Will they, or won’t they? No member of the Trans-Pacific Partnership has been more publicly planted on the fence than the Malaysians.

The Southeast Asian country has given mixed signals on whether it will join the trade deal ever since President Donald Trump removed the U.S. in January. Washington had secured a pledge from Kuala Lumpur to improve workers’ rights, such as by allowing migrants lured into slavery to find real work. That promise will be void if Malaysia follows the U.S. example and quits the TPP, whose 11 remaining nations are in Sydney this week discussing whether to enact the accord.

Other pledges that could disappear with the demise of the trans-Pacific pact are longer drug patents, reduced affirmative action for ethnic Malays, and foreign competition in state contracts.

“Realistically speaking, I don’t think TPP 11 is going to be a reality,” said Firdaos Rosli, who helped negotiate a Malaysia-U.S. trade deal that never got off the ground. In a phone interview, he predicted some of the members left standing will withdraw but he urged Malaysia to remain.

In March the country’s trade minister, Mustapa Mohamed, said TPP “ ‘minus one’ would be tough for us,” so Malaysia would focus instead on the Regional Comprehensive Economic Partnership.

More recently, after lobbying from Japan and New Zealand, Mustapa said he’s open to the Pacific deal, as parties “spent a lot of time and invested a lot of money in the TPP,” Bernama state news agency reported Aug. 9.

Post-Trump TPP

Some in the U.S., when it was still in the TPP, criticized their government for engaging with Malaysia through the trade deal, despite what critics say is the country’s poor record on human trafficking, political prisoners, and corruption.

That’s less relevant with the U.S. now out of the trade bloc, but especially with a U.S. president “even less interested” in human rights than his predecessors, said Jomo Kwame Sundaram, a former United Nations assistant secretary-general for economic development. He said the TPP 11, including Malaysia, are “foolish” to continue talks but might be hoping for a post-Trump return by the U.S.

“Even a full term for Trump is being doubted in some quarters, so there may be some wishful thinking,” Jomo told Bloomberg BNA in a call from Kuala Lumpur.

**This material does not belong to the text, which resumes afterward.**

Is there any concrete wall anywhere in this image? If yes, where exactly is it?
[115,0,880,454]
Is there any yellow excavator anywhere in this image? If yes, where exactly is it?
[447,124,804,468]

Some TPP provisions are dangerous and onerous for developing countries like Malaysia, he said, particularly two introduced by the U.S.: the dispute-settlement mechanism that allows companies to sue governments, which is seen as a threat to sovereignty; and the intellectual property rules, which are seen as a threat to generic drugs. Both controversies helped make the Pacific trade deal least popular in Malaysia, among all TPP states in a 2015 Pew Research Center poll. The country of 31 million also agreed to liberalize state companies.

‘Significant Concessions’

“Malaysia had to make a number of significant concessions in return for access to the lucrative economic opportunities presented by the U.S. market,” said Adeline Wong, a partner at Baker McKenzie affiliate Wong & Partners in Kuala Lumpur.

She told Bloomberg BNA it’s understandable the country is hesitant to finalize the agreement without Washington, which invited Malaysian Prime Minister Najib Razak to visit Sept. 12.

Mustapa has said the TPP should be renegotiated, while Australia, Japan, and New Zealand aim to keep it intact.

“Malaysia may feel that, since the prized member is not a part of the new partnership, it does not have to make all the concessions that it did,” Shankaran Nambiar, senior research fellow at the Malaysian Institute of Economic Research in Kuala Lumpur, told Bloomberg BNA. “It sees Vietnam as a useful compatriot in reducing the bar for the TPP.”

But if the agreement does come to pass, Shankaran said, Malaysia will probably join.